Aleksandar Alimpijevic asked about regular expressions:
>My regular expression is:
>   CHKformat_rex = re.compile('(?P<IP>\d{1,3}(\.\d{1,3}){3,3}) \S+ \S+ '
>'(?P<date>\[\d{2,2}/[a-zA-z]{3,3}/\d{4,4}(:\d{2,2}){3,3} [+-]\d{4,4}\])'
>                    '"(?P<request>GET|HEAD|POST) '
>                    '(?P<req_fname>/(\S+/?)*) HTTP/\d\.\d{1,2}"
>(?P<reply_code>\d{3,3}) (?P<reply_size>\d+|-)')

(That probably came out wrong what with line wrapping.)

Here's some things to try:

Replace {2,2} with {2} and {3,3} with {3} and ... That makes your
regex easier to understand, though it won't change anything.

To get the filename you are using '/(\S+/?)*)' Instead, try '/\S*'.
'/' is a \S character, so \S will greedily read up to the space then
backtrack on errors; there would be n**2 backtracks where n is the
number of '/'s in your code.  But your example only has one, so that's
not the problem.  Still, change the code anyway.
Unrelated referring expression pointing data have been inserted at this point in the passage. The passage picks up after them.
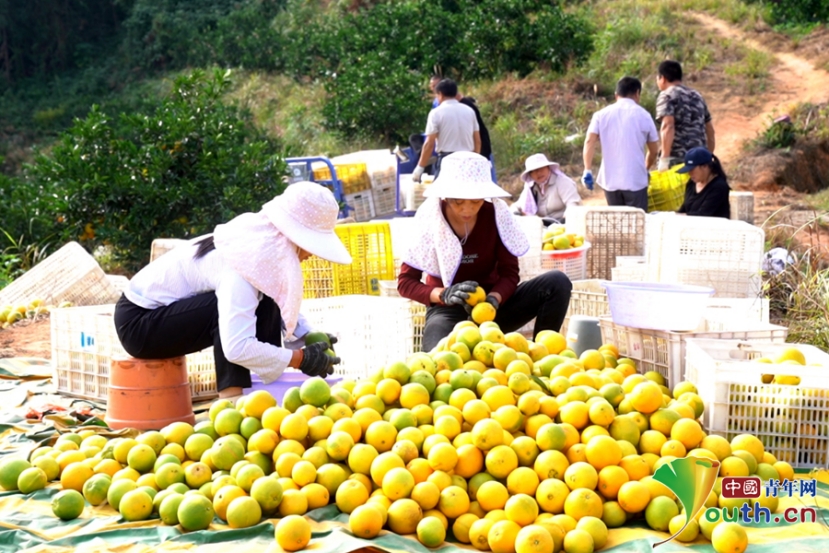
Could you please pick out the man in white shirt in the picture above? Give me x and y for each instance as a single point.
(624, 129)
(451, 127)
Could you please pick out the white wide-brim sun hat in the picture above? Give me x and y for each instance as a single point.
(465, 176)
(536, 161)
(306, 213)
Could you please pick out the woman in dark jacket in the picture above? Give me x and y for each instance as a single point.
(706, 193)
Um, actually it's worse than that.  The '/?' means you will have n**2
backtracks for any error, where n is the number of characters in the
filename, or 12**2 backtracks.  It basically allows
  '/index.html'
  '/index.htm' + no '/' + 'l' + no '/'
  '/index.ht' + no '/' + 'm' + no '/' + 'l' + no '/'
  '/index.ht' + no '/' + 'ml' + no '/'
   ...

Each of those is a successful parse, but then HaTTP fails later on,
triggering another backtrack, which fails, causing another backtrack,
which fails, causing ..... a long wait for it to finally fail.
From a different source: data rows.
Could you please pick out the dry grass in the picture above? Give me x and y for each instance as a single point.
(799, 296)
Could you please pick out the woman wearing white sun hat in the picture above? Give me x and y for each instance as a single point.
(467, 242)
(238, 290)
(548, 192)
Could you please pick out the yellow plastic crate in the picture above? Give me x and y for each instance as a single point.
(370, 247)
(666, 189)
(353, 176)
You aren't actually doing validation on the data line.  (Eg, you allow
an octect like 999.987.456.732 which is quite illegal.)  So you might
instead use a set of string operations like (untested):

s = """201.120.68.38 - - [05/Jun/2000:16:30:29 +1000] "HEAD /index.html
HTTP/1.0" 304 -"""
import string

fields = string.split(s)

ip_addr = fields[0]
date = fields[3][1:12]
time = fields[3][13:20]
tz = fields[4][:-1]

# Look for the quote to get the filename (between the space after the
# first quote and the space before the last quote)
q1 = string.find(s, '"')
q2 = string.find(s, '"', q1+1)
filename = s[string.find(s, " ", q1)+1:string.rfind(s, " ", q2)]

reply_code = fields[-2]
reply_size = fields[-1]

Maybe not as terse to read, and maybe not even as fast as an re,
but a lot easier to debug.

                    Andrew
                    dalke at acm.org